Digital & Social Media

You Don’t Have to Be in Marketing to Be Creative


There was once a Great Divide in the corporate functions in charge of how a company interacted with the public: On one side were the sober corporate communicators who could not only comprehend intricate corporate strategy but also interpret it for the variety of stakeholder groups with which any company must engage. On the other side were the creative marketing types, quasi celebs in the corporate hierarchy for the cool, very visible and very expensive campaigns they would concoct to sell products, primarily aimed at the biggest of these communities—consumers.

Tear down this wall, as Ronald Reagan famously demanded in another context. The rules have changed, and the creativity that once was thought to be the sole province of marketing is very much needed and being employed in corporate communications as the jobs of defining brand and protecting reputation have become one in the same. Today, brand is being fashioned by the direct interactions in social media between companies and their stakeholders and the storytelling through homegrown content that is becoming the leading edge of company communications. These enterprises can’t be executed without a healthy dollop of creativity in both thinking and delivery.
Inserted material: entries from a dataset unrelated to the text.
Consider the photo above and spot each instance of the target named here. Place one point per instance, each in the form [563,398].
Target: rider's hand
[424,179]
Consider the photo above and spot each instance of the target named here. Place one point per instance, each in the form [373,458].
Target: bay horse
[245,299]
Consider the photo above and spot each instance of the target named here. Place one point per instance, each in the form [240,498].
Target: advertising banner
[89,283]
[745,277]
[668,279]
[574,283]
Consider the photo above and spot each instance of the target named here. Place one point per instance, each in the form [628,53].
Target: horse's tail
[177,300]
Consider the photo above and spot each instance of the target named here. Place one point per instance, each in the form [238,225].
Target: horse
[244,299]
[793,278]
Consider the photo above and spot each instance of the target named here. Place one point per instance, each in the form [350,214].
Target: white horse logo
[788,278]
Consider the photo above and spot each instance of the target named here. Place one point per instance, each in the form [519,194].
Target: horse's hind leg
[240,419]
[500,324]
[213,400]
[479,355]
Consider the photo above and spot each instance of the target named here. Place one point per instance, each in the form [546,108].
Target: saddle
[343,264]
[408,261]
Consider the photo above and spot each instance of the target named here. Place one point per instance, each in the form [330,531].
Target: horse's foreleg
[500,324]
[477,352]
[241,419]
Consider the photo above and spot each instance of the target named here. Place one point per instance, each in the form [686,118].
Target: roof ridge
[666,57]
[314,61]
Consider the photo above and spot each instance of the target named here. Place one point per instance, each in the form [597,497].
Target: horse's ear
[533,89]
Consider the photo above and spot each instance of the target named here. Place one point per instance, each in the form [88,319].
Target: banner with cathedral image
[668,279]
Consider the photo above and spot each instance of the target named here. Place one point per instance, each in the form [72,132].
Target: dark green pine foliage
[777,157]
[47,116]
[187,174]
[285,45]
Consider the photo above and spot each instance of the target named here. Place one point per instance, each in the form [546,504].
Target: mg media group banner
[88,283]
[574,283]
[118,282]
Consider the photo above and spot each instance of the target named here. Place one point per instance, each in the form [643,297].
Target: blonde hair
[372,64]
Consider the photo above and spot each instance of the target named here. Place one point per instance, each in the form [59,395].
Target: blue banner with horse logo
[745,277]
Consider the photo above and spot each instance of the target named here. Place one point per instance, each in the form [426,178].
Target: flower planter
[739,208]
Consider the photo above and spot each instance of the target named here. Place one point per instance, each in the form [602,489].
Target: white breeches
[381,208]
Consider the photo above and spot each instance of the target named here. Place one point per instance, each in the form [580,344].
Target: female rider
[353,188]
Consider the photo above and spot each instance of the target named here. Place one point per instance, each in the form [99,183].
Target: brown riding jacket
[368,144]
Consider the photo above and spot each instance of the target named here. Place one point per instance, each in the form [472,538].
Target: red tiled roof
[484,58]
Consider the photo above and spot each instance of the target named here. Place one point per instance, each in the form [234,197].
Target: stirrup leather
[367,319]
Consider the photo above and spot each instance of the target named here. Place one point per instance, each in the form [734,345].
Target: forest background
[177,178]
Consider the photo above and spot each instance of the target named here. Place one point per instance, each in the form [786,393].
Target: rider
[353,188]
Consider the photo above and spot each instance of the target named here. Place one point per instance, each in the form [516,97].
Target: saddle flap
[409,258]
Today, companies must connect with people on a more intimate level than ever before, based on mutually held basic human values—such as happiness (Coca-Cola), motherhood (P&G), smarter planet (IBM) and imagination (GE). That’s what Jim Stengel, the author of Grow, is envisioning in his purpose-driven economy. You need a creative element to make that connection, which is vital to the reputation management of any company. You also need creativity to develop the kind of magnetic ideas necessary to outline that strategic corporate mission, and then communicate that strategy and mission through stories that will resonate simultaneously with all of a company’s stakeholders—customers, employees, investors and policymakers. This isn’t just nice to have; this larger-than-life mission distinguishes the best companies and drives the highest performance, as Stengel has demonstrated quite persuasively.

Brands face yet another challenge: Even with a great mission and interesting stories, they still must break through the din in an information-rich age. There is so much content being produced from so many sources that, without extremely thoughtful ideas, clever execution and the right platform, your communications may easily get lost in the shuffle. It explains why companies such as Chipotle have gone as far as to create a satirical mini television series criticizing unhealthy industrial farming techniques just to stand out from the clutter.

Communications professionals, unlike marketers, have always had the Herculean task of selling to multi-audiences and know all too well the competition for the attention of stakeholders. Today, agencies are hearing from companies looking for their version of Coke’s happiness because they are coming to realize that people care more than ever about the company behind the product. Do they treat their employees fairly and compassionately? Are they finding ways to cut down their environmental footprint? Are they always pushing the envelope on innovation? What do they stand for as a company? Successfully meeting these expectations means realizing your company’s corporate purpose, which can only be achieved with an authentic desire to find it and a creative environment that allows you to get the message out once you have it.